/cccForth

A minimalistic Forth VM for the PC And development boards

Primary LanguageC++MIT LicenseMIT

cccForth - a minimal and extensible Forth system

NOTE: cccForth is deprecated. Please see c4 for its replacement:

https://github.com/CCurl/c4

The original README follows:

cccForth is intended to be a starting point for a programming environment that can grow to fit the user's needs.

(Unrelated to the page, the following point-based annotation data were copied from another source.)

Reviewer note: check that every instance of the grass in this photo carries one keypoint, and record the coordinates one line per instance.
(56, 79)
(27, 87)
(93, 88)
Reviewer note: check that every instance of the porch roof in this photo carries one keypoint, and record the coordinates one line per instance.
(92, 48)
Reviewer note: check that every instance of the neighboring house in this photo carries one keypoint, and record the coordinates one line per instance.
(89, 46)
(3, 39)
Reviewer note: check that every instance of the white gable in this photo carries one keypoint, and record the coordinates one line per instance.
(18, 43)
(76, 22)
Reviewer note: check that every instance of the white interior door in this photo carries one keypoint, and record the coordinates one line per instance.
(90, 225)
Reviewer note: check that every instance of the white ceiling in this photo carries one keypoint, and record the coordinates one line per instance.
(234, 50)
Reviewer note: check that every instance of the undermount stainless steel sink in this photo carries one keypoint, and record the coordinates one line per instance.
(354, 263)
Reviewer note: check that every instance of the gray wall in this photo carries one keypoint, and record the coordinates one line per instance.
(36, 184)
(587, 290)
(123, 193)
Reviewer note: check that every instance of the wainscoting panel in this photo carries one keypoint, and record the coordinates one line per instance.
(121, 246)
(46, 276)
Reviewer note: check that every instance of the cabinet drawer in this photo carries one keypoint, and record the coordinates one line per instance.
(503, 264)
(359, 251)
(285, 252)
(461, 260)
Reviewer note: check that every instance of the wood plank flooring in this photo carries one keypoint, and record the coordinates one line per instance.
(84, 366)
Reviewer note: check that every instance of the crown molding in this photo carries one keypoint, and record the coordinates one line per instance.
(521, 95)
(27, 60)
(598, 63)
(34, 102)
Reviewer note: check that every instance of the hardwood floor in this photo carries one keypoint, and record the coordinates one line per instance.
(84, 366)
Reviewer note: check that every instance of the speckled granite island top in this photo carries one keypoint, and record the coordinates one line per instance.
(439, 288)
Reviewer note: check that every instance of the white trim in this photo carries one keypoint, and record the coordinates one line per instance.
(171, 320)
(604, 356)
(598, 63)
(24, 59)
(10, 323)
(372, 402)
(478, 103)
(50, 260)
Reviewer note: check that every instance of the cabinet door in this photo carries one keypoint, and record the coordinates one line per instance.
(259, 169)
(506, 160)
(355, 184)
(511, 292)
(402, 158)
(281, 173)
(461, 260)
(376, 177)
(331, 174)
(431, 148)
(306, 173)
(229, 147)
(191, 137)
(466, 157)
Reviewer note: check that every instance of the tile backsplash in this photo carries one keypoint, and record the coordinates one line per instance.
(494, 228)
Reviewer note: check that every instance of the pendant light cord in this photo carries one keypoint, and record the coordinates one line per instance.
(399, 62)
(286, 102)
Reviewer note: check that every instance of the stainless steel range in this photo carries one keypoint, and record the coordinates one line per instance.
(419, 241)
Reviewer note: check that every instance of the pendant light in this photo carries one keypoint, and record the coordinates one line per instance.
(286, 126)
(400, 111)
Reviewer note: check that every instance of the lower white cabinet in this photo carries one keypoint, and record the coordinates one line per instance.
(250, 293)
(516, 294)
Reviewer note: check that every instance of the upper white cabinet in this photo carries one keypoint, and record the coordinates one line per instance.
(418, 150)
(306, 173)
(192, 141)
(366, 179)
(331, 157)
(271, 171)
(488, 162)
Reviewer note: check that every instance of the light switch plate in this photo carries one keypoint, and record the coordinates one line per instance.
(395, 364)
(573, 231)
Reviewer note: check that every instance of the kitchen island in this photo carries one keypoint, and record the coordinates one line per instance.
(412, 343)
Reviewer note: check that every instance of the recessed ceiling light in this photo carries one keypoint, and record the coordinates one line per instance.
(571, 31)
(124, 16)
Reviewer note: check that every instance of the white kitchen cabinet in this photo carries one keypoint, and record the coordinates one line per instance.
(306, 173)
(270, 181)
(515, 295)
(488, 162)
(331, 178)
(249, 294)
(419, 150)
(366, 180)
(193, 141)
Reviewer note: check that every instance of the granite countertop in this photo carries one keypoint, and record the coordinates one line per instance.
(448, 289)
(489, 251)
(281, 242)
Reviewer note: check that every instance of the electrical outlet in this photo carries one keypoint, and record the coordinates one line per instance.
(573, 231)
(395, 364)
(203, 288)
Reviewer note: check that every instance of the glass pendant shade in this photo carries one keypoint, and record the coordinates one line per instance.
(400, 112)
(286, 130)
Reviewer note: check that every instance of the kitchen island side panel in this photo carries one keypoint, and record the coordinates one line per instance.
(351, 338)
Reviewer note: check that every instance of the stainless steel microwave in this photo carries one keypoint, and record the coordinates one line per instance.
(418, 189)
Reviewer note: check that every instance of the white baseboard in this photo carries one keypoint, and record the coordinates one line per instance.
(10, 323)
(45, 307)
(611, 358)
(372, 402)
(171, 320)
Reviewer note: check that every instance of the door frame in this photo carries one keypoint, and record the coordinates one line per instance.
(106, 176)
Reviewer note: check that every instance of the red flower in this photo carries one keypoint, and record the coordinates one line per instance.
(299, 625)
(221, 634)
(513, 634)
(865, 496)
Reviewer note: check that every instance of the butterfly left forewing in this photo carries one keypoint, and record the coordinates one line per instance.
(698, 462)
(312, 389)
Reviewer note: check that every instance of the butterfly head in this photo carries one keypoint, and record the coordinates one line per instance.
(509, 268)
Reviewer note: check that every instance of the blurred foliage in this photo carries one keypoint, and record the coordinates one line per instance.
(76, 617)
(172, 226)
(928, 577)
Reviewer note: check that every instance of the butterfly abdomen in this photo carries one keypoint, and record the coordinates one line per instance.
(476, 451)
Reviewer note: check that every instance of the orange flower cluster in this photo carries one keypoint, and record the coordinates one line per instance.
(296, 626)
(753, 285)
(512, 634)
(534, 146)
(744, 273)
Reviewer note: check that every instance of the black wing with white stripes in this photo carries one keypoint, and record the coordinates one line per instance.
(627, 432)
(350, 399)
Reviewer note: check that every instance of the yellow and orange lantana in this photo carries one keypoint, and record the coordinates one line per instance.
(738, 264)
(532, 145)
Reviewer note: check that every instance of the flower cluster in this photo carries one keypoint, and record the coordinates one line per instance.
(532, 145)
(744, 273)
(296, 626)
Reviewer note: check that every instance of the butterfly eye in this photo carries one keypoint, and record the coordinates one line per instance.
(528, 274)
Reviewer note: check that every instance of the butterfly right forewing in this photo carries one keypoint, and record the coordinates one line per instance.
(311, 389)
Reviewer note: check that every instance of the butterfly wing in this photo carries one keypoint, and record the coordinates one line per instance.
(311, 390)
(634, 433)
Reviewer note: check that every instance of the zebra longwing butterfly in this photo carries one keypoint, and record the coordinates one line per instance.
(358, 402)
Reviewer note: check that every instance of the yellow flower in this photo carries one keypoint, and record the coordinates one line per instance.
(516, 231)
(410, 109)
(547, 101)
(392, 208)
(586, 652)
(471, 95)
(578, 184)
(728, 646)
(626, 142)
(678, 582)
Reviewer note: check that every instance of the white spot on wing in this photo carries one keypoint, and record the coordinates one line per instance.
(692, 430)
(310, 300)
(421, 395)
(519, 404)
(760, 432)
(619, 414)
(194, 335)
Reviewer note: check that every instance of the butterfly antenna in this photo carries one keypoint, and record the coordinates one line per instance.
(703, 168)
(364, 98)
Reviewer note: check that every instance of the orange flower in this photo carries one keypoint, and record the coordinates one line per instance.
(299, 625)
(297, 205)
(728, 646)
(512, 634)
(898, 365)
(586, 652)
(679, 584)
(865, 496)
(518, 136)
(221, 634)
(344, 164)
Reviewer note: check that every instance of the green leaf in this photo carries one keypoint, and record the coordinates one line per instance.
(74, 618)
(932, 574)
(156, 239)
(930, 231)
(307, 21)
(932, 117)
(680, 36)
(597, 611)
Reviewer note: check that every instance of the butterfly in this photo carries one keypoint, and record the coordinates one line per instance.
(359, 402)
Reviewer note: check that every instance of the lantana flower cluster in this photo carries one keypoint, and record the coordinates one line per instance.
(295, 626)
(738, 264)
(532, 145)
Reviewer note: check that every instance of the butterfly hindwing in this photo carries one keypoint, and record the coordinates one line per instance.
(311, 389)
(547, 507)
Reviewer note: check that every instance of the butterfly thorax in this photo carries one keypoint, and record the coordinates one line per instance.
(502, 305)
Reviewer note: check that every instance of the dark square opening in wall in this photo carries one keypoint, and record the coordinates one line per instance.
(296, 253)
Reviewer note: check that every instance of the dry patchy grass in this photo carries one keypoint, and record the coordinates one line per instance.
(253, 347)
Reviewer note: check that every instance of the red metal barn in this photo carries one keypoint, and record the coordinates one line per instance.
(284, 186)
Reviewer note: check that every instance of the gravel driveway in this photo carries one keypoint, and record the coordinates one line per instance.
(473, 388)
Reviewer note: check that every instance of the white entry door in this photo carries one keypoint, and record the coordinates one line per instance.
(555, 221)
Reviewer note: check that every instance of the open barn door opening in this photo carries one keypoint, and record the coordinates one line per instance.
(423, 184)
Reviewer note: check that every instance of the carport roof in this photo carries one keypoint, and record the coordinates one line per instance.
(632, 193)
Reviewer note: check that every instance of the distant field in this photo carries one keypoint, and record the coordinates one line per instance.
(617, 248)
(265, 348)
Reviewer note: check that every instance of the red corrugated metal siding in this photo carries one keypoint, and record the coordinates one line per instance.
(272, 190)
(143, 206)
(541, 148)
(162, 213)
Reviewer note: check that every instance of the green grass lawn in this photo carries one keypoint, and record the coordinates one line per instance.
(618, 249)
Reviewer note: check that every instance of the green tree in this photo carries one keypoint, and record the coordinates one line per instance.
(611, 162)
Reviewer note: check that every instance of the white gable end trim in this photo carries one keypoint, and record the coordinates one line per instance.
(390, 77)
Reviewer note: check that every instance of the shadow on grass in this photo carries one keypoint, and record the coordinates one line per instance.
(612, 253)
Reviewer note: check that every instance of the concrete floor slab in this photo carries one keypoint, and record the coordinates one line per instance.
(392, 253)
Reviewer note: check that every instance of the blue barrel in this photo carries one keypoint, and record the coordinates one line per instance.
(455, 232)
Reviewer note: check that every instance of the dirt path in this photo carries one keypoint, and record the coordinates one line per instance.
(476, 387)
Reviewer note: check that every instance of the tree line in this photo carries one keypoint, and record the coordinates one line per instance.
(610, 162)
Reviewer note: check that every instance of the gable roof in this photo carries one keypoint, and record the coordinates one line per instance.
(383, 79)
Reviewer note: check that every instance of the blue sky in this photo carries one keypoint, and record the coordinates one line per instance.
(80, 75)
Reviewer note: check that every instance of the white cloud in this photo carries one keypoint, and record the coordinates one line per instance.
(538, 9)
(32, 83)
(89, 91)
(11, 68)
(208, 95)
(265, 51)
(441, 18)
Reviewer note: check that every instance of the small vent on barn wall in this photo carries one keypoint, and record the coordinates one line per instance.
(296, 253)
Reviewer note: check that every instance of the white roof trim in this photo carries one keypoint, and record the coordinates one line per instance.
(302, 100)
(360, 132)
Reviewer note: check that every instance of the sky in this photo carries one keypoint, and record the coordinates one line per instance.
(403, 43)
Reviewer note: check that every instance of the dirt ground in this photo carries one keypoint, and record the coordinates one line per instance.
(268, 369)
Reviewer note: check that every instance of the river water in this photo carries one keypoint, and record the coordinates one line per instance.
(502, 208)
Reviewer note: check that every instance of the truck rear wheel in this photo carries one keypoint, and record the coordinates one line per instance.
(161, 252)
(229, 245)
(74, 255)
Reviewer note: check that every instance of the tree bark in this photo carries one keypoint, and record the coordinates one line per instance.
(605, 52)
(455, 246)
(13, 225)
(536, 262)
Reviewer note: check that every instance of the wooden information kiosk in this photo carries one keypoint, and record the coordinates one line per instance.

The main goals for this minimal Forth are as follows:

  • To be easy to modify and add/extend the primitives.
  • To be able to run on any system that has a C compiler.
  • To have an implementation that is minimal and "intuitively obvious upon casual inspection".
  • To be be frugal with its usage of memory.
  • To be able to fit on systems with small amounts of memory.
  • To be deployable to as many different kinds of development boards as possible, via the Arduino IDE.
  • To have a VML (virtual machine language) that is as human-reabable as possible.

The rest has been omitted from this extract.